People have different expectations about dining out, but as a certified sommelier, I like to focus on the wine list. My ideal wine list demonstrates a thorough knowledge of classic wine styles and regions, and is inclusive enough for me and also my grandma (who drinks pinot grigio with ice cubes in it and I love her for it) to find common drinking ground. Above all else, it should be priced fairly.

Everyone bemoans the spending habits of new generations of wine drinkers (millennials, Total Wine, delivery services) but I have always thought that a well-informed and savvy wine-drinking public is better than the alternative, even if it forces the widely adopted wine list paradigm to shift.

Santa Fe, for all its uniqueness and isolation, is following suit. This page points out some wine lists that have special deals to benefit the savvy wine-drinker.

La Boca

72 W Marcy St.; 125 Lincoln Ave., Ste. 117, 982-3433

This intriguing list focuses predominantly on Spanish wines, with other quality producers from other countries represented, and includes an impressive selection of sherry. Their wine club is a modest $50 a year for membership and it comes with a yearlong 30 percent off wine specials as well as a special half-off on Wednesdays on bottles priced at $100 or higher, among other perks.

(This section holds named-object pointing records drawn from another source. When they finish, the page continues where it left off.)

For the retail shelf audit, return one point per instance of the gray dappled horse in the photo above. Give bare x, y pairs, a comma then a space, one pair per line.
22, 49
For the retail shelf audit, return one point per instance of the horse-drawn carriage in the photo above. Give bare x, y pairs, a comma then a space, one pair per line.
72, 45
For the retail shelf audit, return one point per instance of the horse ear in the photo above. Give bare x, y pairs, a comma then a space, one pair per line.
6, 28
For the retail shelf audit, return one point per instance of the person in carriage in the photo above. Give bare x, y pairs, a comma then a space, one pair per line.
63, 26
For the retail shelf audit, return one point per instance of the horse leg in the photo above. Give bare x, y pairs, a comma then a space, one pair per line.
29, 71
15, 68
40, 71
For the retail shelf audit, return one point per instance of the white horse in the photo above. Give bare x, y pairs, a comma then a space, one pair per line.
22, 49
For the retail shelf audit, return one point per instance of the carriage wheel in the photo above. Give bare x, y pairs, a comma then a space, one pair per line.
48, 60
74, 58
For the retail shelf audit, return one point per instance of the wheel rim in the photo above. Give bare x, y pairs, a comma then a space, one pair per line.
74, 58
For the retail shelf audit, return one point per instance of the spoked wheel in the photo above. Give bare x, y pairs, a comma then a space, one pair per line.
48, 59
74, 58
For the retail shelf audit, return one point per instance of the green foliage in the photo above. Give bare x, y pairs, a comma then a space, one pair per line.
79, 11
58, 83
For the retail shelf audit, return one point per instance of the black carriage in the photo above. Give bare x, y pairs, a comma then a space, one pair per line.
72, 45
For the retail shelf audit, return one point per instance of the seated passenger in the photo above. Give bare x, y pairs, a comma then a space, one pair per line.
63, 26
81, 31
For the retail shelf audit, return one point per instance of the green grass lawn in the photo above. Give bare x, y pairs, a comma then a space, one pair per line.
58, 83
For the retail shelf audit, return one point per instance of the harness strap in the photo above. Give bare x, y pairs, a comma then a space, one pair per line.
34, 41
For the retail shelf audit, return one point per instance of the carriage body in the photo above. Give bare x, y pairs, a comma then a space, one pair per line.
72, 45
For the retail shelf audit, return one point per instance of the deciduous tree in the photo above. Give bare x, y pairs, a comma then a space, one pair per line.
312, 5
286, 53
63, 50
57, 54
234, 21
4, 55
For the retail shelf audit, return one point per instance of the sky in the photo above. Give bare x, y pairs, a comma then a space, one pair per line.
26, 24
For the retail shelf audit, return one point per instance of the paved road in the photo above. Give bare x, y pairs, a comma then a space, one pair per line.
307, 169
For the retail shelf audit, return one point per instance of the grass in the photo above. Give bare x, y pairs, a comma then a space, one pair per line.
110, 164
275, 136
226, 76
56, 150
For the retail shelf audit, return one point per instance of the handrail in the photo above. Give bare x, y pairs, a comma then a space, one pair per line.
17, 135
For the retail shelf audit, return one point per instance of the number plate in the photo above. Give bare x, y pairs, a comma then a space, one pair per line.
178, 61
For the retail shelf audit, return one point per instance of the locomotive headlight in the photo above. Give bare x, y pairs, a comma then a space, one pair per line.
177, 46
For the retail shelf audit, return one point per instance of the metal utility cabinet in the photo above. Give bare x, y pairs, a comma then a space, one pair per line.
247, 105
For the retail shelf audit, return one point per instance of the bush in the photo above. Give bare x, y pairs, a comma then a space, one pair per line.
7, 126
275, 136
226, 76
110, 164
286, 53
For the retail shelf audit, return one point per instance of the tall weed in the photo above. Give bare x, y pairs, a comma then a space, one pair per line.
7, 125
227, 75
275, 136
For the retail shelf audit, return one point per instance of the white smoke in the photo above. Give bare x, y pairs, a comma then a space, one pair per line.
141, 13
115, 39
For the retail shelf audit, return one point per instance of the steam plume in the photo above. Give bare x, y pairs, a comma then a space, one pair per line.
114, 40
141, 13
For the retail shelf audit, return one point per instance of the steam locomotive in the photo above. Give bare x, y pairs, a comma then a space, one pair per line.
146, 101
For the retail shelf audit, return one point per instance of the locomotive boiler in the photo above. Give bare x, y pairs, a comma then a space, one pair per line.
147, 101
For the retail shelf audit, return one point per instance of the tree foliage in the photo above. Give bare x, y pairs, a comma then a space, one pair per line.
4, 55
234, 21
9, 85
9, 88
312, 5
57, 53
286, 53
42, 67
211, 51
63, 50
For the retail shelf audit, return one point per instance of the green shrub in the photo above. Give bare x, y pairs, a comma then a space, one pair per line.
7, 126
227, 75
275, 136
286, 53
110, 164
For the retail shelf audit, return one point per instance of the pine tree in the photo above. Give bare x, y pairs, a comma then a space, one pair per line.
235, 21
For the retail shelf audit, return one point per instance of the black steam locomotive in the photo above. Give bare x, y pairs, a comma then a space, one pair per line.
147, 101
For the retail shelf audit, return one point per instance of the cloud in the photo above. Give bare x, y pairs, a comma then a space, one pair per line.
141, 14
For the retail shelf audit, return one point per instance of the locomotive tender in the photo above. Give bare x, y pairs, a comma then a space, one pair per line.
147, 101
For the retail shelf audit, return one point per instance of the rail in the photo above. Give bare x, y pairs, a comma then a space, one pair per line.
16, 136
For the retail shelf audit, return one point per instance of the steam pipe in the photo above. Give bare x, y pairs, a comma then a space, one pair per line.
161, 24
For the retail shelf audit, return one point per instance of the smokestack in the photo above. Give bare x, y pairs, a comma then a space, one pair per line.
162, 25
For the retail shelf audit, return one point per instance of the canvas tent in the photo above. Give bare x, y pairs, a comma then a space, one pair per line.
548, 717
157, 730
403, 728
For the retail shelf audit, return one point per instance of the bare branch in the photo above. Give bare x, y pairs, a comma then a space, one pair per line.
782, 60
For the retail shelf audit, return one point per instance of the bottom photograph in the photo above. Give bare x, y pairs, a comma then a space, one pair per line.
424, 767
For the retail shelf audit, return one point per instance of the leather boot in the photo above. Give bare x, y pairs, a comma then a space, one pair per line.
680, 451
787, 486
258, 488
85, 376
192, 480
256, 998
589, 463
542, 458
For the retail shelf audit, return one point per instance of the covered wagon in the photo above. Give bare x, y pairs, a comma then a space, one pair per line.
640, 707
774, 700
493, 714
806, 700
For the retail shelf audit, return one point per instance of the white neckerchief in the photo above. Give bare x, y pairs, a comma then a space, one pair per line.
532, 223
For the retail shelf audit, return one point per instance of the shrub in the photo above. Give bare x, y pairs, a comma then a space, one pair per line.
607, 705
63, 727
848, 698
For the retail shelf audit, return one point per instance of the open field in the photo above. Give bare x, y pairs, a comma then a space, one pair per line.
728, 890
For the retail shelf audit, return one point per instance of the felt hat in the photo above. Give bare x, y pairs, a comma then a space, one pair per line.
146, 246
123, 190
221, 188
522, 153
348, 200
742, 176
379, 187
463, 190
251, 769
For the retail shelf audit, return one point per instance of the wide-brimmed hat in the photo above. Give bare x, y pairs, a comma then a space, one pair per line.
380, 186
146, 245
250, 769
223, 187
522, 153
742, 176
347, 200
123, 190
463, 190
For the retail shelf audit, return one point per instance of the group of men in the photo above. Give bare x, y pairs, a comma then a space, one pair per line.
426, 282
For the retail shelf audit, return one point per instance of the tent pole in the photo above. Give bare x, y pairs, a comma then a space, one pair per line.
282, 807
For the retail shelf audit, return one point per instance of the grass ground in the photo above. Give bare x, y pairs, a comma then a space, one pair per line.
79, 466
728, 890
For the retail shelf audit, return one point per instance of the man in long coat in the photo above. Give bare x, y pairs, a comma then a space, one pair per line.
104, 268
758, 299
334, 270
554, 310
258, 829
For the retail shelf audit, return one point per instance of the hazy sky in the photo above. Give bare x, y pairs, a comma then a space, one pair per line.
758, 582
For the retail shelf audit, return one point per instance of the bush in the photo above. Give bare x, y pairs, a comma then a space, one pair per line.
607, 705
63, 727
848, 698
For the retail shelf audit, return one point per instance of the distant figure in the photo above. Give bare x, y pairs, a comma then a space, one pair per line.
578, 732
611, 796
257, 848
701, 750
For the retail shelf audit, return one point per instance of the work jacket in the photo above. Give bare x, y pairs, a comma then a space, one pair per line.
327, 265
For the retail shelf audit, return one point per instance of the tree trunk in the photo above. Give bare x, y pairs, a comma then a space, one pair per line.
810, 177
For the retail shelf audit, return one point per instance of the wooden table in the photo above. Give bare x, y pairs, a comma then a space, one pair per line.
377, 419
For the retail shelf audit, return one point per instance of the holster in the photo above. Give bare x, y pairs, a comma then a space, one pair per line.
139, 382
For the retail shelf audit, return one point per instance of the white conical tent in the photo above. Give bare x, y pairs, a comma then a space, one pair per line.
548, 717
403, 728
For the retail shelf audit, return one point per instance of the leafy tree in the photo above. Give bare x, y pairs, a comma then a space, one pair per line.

315 Restaurant and Wine Bar

315 Old Santa Fe Trail, 986-9190

Tuesday is the day to go to 315, when all bottles of wine are half-price all night; as well as an "oyster happy hour" from 5-7 pm, when all oysters are also half-priced. This includes even the half-bottles on the list, which is obviously well-loved and carefully cultivated. For example, a bottle of Graci Etna Rosso is typically $52, but on Tuesdays is a mere $26. There are plenty of both old- and new-world classics, including Grand Cru Burgundy and classified Bordeaux. Also plenty of German riesling, whites from Alsace, Sicilian reds, and other "patio pounders" to go with those oysters.

La Casa Sena

125 E Palace Ave., 988-9232

The wine program at La Casa Sena is large and sprawling, due in no small part to its concept as a hybrid retail space and restaurant. But its wine club is a truly good deal because its members get retail prices for bottles of wines at the table both at the restaurant and its sister, Rio Chama (414 Old Santa Fe Trail, 955-0765). This makes a big difference; the same bottle that retails for a 30 percent markup could easily have a restaurant markup of 300 percent.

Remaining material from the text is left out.